Home Loan Finance for a Construction Loan is Complex

Many people think that finding the right property at the right price is the most difficult part of the process to property ownership. In fact, it’s securing the finance you need to buy the right property at the right price!

Previously, I wrote about a first home buyer on a single income, who changed mortgage brokers to get a better deal on her home loan [Single Income Family In Need of a First Home Loan?]. In that scenario, the applicant’s lender didn’t change — the broker did.

Construction loan, complicated applicants

Construction loan are more complex than straight out property purchase loans because they often involve part payments and different stages of the build, but it can get even more complicated by the loan applicants and their circumstances.

Tania and her husband Craig* sought a construction loan to build a second storey on Tania’s parents’ property, where Tania and Craig will live. Tania has just returned to work three days a week, after giving birth to the couple’s first child, and her parents will assist with childcare.

The couple also own an investment property, which generates positive rental income that covers the mortgage (yes, it is possible); and have a substantial amount of savings. The property owned by Tania’s parents is completely unencumbered, with no mortgages, restrictive covenants or leases.

5% property title is a stumbling block

However, neither Tania nor Craig were on the title of her parents’ property, which is necessary in order to get a construction loan, without her parents also becoming applicants. She and Craig spent considerable time and money adding themselves to the title, for a 5 percent share in the property.

For all the major lenders, Tania and Craig’s 5 percent share in her parents’ property was too little to approve a construction loan against — they typically require a minimum of 20 percent ownership, or for the majority owner (Tania’s parents) to become applicants to the loan.

Tania and Craig’s broker found one lender willing to waive the 20 percent title ownership, providing Tania’s parents went guarantor on the loan — UniBank, a member-owned mutual bank for the secondary education sector. UniBank’s one other requirement is that the applicants have university degrees, which in this case Tania and Craig did.

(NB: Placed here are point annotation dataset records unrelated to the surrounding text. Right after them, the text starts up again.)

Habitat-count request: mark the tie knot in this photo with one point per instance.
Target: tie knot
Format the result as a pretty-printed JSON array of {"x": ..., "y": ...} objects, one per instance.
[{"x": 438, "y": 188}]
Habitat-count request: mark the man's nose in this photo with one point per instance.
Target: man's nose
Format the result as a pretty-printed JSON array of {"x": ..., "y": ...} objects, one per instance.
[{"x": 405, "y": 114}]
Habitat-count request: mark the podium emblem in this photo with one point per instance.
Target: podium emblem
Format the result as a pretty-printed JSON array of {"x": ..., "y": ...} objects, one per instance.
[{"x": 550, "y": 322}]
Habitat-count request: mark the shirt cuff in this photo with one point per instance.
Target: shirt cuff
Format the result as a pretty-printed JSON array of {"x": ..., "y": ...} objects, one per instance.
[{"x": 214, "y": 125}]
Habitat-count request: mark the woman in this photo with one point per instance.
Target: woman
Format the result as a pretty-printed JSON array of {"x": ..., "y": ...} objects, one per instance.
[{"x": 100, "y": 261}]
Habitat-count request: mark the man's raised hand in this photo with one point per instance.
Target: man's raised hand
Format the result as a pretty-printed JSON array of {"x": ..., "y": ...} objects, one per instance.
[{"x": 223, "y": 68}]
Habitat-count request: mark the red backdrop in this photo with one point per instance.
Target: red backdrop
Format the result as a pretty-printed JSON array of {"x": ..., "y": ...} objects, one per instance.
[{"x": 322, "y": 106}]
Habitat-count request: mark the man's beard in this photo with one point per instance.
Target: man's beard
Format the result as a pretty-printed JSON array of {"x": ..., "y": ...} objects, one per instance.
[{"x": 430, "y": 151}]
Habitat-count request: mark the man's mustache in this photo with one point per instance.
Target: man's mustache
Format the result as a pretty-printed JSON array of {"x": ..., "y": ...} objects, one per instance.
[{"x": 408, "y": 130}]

After being formally approved for a construction loan through UniBank, Tania and Craig began construction on the second storey of the family home.

You need a good broker

Few brokers would try so relentlessly to find a lender willing to overlook their low shareholding in the property for which they were seeking the loan. This highlights the importance not just of checking smaller lenders — especially member-owned lenders — but also have a good broker to help you.